2. Schema Management
Delta Lake gives you the ability to specify and enforce your data schema. It automatically validates that the schema of the data being written is compatible with the schema of the table it is being written into. Columns that are present in the table but not in the data are set to null. If there are extra columns in the data that are not present in the table, this operation throws an exception. This ensures that bad data that could corrupt your system is not written into it. Delta Lake also enables you to make changes to a table’s schema that can be applied automatically.
3. Scalable Metadata Handling
Big data is very large in size, and its metadata (the information about the files containing the data and the nature of the data) can be very large as well. With Delta Lake, metadata is processed just like regular data - with distributed processing.
4. Unified Batch and Streaming Datas
Delta Lake is designed from the ground up to allow a single system to support both batch and stream processing of data. The transactional guarantees of Delta Lake mean that each micro-batch transaction creates a new version of a table that is instantly available for insights. Many Databricks users use Delta Lake to transform the update frequency of their dashboards and reports from days to minutes while eliminating the need for multiple systems.

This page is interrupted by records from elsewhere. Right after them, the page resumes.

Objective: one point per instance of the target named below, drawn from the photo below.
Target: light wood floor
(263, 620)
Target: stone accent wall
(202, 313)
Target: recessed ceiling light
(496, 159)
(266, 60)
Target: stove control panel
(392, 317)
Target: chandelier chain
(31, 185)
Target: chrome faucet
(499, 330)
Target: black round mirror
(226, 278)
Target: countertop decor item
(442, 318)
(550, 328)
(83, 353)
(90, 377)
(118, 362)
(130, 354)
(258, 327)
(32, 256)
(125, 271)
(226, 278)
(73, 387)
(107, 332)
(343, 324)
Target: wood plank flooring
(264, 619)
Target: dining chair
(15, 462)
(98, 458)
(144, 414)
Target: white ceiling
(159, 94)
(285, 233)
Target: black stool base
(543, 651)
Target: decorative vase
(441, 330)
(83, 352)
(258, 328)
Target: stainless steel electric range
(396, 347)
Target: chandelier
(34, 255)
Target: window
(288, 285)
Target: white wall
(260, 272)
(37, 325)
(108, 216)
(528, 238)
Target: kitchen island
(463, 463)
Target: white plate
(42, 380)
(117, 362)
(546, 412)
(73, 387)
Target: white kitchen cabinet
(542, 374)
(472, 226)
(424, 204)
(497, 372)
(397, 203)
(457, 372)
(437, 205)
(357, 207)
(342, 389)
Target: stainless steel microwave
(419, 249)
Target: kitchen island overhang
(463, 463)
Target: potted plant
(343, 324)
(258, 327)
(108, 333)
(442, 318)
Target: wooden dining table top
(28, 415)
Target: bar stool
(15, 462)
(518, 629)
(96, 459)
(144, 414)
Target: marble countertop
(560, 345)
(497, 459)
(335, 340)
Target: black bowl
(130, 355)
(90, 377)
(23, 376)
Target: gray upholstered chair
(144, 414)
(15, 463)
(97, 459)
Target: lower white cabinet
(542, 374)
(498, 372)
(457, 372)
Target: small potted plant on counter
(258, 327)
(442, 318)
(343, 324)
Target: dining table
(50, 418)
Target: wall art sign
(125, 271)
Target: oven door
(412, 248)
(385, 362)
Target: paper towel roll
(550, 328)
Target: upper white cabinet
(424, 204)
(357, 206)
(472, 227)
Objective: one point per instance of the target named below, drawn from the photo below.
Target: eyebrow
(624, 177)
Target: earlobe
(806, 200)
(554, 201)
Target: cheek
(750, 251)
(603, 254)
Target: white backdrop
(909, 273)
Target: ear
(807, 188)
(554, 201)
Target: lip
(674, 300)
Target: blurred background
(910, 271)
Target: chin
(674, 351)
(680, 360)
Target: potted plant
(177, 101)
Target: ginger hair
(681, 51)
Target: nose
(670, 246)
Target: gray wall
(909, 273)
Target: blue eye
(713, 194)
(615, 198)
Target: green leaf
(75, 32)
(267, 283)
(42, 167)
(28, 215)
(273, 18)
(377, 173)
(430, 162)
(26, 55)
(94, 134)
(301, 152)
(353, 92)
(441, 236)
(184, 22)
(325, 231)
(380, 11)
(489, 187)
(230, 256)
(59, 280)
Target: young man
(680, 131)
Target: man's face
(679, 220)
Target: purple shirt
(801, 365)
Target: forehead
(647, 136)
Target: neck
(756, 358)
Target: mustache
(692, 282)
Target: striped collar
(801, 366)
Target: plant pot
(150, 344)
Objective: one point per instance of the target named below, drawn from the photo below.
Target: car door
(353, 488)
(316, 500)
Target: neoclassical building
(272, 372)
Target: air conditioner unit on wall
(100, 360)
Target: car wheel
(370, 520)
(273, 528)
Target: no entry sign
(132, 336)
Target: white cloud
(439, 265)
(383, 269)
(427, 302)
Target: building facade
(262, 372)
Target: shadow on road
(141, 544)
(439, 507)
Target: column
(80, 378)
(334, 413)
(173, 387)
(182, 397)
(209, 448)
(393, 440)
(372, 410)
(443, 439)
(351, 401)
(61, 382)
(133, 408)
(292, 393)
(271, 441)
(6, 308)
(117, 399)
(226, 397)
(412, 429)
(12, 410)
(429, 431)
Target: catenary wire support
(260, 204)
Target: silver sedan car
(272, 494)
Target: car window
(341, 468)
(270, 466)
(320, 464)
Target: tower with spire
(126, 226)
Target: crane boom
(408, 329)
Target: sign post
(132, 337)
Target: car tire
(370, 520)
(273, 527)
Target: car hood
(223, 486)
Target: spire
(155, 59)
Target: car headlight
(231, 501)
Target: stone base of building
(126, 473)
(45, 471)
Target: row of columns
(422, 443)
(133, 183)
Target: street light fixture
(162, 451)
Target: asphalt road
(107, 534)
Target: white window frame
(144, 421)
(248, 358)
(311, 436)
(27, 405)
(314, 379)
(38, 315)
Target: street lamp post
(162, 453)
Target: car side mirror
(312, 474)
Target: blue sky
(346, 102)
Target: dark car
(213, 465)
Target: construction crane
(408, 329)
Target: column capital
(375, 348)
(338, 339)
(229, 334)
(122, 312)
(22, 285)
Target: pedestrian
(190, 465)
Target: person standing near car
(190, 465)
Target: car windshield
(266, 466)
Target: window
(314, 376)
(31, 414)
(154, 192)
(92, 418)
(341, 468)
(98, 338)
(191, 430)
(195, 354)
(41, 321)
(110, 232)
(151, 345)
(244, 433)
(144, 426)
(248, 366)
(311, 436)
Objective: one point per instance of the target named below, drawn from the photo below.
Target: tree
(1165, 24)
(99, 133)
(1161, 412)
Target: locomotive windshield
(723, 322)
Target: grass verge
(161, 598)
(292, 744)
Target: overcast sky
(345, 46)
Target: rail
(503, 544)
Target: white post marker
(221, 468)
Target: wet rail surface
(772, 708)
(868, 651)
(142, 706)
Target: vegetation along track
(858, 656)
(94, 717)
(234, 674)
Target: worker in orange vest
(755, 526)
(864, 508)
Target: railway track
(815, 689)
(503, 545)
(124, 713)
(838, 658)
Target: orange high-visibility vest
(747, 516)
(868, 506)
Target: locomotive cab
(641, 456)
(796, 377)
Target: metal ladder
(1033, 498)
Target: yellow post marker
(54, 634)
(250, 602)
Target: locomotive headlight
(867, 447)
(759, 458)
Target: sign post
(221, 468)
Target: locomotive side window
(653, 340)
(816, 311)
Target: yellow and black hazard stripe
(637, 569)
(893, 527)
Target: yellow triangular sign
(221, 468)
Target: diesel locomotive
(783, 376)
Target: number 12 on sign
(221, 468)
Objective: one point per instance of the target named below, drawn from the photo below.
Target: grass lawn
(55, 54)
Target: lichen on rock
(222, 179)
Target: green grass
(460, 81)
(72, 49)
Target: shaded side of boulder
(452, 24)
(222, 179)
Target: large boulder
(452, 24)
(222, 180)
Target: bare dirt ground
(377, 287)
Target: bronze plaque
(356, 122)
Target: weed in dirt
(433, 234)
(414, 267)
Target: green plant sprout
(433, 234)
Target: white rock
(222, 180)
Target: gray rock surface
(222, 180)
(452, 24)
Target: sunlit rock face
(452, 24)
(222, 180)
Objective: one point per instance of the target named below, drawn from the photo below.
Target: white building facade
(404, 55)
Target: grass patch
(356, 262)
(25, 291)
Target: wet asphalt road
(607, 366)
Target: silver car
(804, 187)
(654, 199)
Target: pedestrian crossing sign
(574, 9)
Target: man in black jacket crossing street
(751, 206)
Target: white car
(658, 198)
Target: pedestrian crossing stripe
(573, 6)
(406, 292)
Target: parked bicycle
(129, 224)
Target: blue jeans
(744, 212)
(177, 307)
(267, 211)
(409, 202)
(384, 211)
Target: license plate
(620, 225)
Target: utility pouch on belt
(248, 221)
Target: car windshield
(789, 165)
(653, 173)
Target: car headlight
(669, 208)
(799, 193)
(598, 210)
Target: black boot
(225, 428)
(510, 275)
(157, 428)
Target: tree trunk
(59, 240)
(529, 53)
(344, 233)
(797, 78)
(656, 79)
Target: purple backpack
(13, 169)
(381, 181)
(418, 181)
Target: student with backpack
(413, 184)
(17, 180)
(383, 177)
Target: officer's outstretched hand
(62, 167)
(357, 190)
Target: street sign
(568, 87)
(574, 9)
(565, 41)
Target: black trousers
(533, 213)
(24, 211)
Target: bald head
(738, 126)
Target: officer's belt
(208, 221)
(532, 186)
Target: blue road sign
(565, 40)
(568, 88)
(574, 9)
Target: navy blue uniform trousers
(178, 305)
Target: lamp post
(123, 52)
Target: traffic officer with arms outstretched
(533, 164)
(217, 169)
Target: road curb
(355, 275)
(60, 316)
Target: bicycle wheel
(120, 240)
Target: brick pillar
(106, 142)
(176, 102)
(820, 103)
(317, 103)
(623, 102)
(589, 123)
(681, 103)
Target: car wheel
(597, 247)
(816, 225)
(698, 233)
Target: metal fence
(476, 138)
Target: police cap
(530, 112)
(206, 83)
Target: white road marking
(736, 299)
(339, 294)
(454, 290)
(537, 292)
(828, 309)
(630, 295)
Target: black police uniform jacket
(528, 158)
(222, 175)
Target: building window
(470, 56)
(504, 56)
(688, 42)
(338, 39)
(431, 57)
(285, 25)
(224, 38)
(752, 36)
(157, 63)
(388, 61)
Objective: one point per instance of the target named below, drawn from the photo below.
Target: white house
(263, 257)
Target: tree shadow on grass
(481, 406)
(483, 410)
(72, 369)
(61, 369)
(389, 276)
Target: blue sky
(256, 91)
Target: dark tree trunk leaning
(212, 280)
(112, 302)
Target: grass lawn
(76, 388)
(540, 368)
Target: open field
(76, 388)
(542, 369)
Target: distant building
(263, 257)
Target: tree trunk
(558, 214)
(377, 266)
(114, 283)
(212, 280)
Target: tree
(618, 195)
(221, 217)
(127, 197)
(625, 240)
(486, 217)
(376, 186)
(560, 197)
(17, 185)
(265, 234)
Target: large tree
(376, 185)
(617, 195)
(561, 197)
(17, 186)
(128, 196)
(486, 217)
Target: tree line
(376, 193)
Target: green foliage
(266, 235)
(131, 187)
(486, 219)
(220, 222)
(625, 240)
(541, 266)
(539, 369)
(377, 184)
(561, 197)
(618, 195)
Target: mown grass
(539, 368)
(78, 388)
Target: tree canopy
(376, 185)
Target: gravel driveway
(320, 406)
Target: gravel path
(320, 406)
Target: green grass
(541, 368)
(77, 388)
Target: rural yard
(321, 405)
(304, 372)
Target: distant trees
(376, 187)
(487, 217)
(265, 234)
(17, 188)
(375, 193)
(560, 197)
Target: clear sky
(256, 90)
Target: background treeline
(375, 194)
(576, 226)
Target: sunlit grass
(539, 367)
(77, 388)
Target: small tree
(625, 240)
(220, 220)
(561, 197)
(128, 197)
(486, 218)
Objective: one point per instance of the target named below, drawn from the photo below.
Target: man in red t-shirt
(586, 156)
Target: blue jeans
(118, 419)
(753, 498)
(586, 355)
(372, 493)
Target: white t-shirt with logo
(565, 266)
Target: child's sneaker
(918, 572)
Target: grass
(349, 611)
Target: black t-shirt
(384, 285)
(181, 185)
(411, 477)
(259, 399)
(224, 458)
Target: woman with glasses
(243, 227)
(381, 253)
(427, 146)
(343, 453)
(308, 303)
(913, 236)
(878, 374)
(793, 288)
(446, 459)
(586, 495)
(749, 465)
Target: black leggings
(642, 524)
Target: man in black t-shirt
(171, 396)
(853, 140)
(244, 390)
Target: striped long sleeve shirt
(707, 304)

5. Data Versioning and Time Travel
With Delta Lake, the transaction logs used to ensure ACID compliance create an auditable history of every version of the table, indicating which files have changed between versions. This log makes it easy to retain historical versions of the data to fulfill compliance requirements in various industries such as GDPR and CCPA. The transaction logs also include metadata like extended statistics about the files in the table and the data in the files. Databricks uses Spark to scan the transaction logs, applying the same efficient processing to the large amount of metadata associated with millions of files in a data lake.
By now, you should have a better understanding of how Delta Lake’s functionality helps organizations overcome issues with their data lakes - improving their data pipelines, unifying real-time and back data, enabling the performance of business intelligence workloads on their most complete and freshest set of data, and meeting regulatory needs.